I have often sung the praises of Darabont’s 2007 The Mist adaptation. From the casting, to the interesting changes that Darabont made, the movie is a social conscious monster film that plays so deftly in the muddy mire of human fallibility that it is at once one of the better Stephen King adaptions ever made and a master stroke of Hitchcockian movie-making. I’m trying to go into this with an open mind and look at it as a world-building exercise, something that I think horror is starting to learn from. So, check out what the good folks over at EW had to day about it below and give the brand spankin’ new trailer a watch!!!
from EW:
“In the new TV adaptation of Stephen King’s The Mist, the characters have as much to fear about what’s within themselves as they do the creature roaming through the fog.
Spike has released the first trailer for the series, which debuts June 22, and fans of the novella will notice it takes the premise – a strange vapor rolls in, and otherworldly predators are unleashed – and adds an entirely new cast of characters.

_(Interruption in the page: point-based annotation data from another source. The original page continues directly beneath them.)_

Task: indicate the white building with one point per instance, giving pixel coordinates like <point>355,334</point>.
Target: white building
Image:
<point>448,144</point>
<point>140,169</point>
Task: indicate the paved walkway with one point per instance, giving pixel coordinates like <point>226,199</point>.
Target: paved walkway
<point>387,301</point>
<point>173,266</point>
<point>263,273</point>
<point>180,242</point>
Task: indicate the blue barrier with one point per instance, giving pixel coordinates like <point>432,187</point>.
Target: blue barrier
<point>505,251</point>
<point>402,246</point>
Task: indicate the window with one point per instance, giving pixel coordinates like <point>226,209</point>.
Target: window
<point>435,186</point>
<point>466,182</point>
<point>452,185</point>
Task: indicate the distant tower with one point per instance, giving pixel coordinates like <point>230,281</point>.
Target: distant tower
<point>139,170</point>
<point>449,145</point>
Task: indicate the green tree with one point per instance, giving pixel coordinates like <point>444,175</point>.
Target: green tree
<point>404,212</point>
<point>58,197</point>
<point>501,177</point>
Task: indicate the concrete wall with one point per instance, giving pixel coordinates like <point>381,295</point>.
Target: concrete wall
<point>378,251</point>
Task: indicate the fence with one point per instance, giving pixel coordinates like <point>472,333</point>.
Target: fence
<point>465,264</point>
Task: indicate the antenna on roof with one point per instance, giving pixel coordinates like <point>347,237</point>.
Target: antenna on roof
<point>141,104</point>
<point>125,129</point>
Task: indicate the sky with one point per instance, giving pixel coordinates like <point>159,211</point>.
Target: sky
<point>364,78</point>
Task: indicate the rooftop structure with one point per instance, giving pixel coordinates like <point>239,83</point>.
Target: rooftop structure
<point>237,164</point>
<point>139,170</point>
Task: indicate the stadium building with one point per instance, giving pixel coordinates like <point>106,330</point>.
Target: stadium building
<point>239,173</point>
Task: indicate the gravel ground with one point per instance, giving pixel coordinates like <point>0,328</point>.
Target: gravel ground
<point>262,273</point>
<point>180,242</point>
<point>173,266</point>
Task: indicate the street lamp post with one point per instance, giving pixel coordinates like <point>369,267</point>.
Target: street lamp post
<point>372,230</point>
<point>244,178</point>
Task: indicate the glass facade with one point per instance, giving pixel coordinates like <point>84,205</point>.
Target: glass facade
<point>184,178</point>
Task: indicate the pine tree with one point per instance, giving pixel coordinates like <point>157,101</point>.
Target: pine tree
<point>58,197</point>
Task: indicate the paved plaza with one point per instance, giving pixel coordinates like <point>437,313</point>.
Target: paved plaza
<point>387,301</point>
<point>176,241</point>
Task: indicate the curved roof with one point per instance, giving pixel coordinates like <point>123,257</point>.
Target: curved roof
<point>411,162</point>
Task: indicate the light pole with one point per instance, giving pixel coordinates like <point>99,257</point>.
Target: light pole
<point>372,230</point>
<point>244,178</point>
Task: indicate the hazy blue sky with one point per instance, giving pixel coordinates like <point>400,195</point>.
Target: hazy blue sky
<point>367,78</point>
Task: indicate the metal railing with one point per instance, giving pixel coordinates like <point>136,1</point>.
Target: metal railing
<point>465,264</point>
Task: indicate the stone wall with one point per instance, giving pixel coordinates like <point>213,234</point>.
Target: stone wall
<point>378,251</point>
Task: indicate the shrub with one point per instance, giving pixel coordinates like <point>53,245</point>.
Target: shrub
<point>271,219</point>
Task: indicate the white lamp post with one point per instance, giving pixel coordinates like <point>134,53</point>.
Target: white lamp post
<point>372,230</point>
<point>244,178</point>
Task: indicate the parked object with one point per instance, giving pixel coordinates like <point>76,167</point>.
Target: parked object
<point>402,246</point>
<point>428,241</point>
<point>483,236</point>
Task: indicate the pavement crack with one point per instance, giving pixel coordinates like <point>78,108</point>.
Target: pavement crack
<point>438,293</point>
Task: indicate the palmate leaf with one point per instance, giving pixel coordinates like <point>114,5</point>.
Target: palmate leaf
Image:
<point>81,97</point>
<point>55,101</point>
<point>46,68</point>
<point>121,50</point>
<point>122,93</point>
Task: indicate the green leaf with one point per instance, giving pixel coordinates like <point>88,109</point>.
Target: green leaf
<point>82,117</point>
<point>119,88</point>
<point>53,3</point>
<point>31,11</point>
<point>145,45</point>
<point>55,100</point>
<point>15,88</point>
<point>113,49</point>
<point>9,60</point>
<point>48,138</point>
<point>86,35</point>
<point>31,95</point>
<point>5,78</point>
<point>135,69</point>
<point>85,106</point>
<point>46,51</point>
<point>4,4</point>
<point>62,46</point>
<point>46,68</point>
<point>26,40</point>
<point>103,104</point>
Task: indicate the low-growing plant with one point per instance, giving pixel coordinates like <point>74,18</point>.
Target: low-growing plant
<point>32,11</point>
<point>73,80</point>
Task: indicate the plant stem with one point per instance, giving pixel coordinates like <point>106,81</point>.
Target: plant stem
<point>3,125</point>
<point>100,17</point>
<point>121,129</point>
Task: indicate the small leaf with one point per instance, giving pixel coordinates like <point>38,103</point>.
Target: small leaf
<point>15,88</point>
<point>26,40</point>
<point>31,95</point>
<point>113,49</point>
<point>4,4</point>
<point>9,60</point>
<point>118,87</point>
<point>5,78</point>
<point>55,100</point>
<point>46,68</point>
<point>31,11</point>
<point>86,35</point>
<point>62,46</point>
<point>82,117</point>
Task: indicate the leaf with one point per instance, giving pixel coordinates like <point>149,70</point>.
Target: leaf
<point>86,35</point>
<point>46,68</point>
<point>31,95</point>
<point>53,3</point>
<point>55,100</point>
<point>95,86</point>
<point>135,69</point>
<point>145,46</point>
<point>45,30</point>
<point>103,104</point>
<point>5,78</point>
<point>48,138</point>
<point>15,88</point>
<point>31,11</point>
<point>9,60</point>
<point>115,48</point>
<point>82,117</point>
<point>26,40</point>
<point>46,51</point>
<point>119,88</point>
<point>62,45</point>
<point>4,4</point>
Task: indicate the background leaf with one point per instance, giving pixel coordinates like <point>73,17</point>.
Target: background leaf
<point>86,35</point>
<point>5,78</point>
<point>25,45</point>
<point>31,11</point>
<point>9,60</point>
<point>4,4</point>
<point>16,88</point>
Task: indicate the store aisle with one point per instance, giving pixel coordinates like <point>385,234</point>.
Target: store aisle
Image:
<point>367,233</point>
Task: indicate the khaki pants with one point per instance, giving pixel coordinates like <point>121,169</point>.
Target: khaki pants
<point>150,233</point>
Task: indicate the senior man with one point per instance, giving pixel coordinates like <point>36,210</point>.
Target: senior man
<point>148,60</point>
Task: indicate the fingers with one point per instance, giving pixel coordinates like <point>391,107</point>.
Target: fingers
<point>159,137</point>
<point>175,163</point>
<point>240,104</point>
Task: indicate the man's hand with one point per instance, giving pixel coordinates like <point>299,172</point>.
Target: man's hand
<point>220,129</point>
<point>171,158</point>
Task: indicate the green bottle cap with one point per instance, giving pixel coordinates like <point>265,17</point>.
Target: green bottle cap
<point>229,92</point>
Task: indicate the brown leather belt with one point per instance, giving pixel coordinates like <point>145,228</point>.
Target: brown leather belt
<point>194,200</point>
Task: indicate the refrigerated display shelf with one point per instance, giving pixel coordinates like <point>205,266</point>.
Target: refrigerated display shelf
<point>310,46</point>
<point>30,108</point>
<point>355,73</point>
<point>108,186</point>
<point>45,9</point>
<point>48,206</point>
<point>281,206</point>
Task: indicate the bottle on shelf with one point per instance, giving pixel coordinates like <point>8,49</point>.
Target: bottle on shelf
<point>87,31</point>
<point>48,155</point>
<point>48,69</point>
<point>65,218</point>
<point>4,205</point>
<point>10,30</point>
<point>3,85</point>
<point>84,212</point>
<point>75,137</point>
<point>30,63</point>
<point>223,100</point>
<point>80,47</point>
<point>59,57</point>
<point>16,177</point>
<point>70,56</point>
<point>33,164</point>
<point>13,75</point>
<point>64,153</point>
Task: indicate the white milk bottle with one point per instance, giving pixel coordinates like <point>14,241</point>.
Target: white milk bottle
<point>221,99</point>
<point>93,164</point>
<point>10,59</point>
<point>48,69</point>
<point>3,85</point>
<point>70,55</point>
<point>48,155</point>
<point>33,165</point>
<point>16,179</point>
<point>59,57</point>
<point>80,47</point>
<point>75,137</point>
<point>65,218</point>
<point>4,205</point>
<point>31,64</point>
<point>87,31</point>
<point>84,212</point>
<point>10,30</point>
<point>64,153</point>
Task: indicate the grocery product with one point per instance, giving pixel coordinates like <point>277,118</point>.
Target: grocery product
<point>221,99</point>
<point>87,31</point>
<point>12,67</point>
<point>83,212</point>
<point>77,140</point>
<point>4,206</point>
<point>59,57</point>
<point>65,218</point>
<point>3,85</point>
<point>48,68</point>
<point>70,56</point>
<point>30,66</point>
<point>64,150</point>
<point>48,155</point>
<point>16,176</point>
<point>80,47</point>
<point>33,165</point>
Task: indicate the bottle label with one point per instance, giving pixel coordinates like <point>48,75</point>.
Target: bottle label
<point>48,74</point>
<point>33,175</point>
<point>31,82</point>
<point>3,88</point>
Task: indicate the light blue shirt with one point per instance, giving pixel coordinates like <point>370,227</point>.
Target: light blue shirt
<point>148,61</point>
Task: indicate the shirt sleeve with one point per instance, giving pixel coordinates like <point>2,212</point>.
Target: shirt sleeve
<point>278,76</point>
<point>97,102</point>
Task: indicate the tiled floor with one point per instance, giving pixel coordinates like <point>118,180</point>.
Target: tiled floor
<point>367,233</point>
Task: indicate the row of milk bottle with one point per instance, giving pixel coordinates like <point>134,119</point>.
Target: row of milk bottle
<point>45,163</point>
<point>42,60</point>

“I wanted to be respectful to the source material, but my feeling was there was already a great adaptation out there by Frank Darabont,” says show creator Christian Torpe, referring to the 2007 film with the infamous gut-punch ending.
“The novella is 200 pages and one location, and we needed to change that to make an ongoing series. But we wanted to remain faithful to the heart of the story,” he says.
Gone is the grocery store, where residents of a small town take shelter from the beasts outside and unleash the sinister qualities within themselves. The series will be spread out over several lockdown locations, including a church and a mall where hundreds have holed up against the monsters.
“But we are not just in the mall,” Torpe says. “We establish different little pressure cookers under the influence of whoever the leader would be in those locations. Each of them come up with different theories or beliefs about what’s going on. Eventually, the story lines will dovetail and turn into conflicts.”
Sex is also a much bigger theme in this version of the story – since it’s something that tends to provoke people’s dark sides.
SINS OF THE FLESH
One of the main characters, Eve Copeland (played by Alyssa Sutherland of Vikings), is a school teacher whose sex-ed class has sparked controversy in town – and revived old gossip about her past. “She was sort of a wild child, and the town still subliminally holds her sexuality against her. There’s a lot of misogyny under the surface.”
Eve’s husband, Kevin (Morgan Spector, from Person of Interest), is a prototypical nice guy. “He’s thismodern-dayy, liberal man,” Torpe says. “He believes in all the right values of kindness and forgiveness, but they’re easy values for him. He’s never been tested. I wanted to test: Does he have the courage of his convictions, or will he break under enough pressure?”
Their daughter, Alex (Gus Birney) has always played by the rules, unlike her mother, but she’s beginning to develop a rebellious streak just as a supernatural evil begins to waft into town.
Their neighbor is Nathalie Raven (Six Feet Under’s Frances Conroy), who has a kind of spiritual connection to them. She is part prophet, part wannabe martyr, and has what Torpe describes as “a twisted, almost mother-son relationship” with the local sheriff, Connor Heisel (played by Mad Men’s Darren Pettie.)
The sheriff’s son, Jay (Luke Cosgrove), is a high school football star accused of a violent crime – so even before the mist rolls in, the townsfolk are at odds with each other.
Lording over the trapped people at the mall is facility manager Gus Redman (The Wire’s Isiah Whitlock Jr.), who sees a chance to exert some real authority for a change. “He’s the guy who has gone as far as he can go in his life. He’s a bureaucrat and never felt he got the respect he deserved,” Torpe says. “With a good hundred survivors trapped in the mall, he tries to rise to the occasion and become the respected leader he always felt he was supposed to be. He’s trying to establish his own empire.”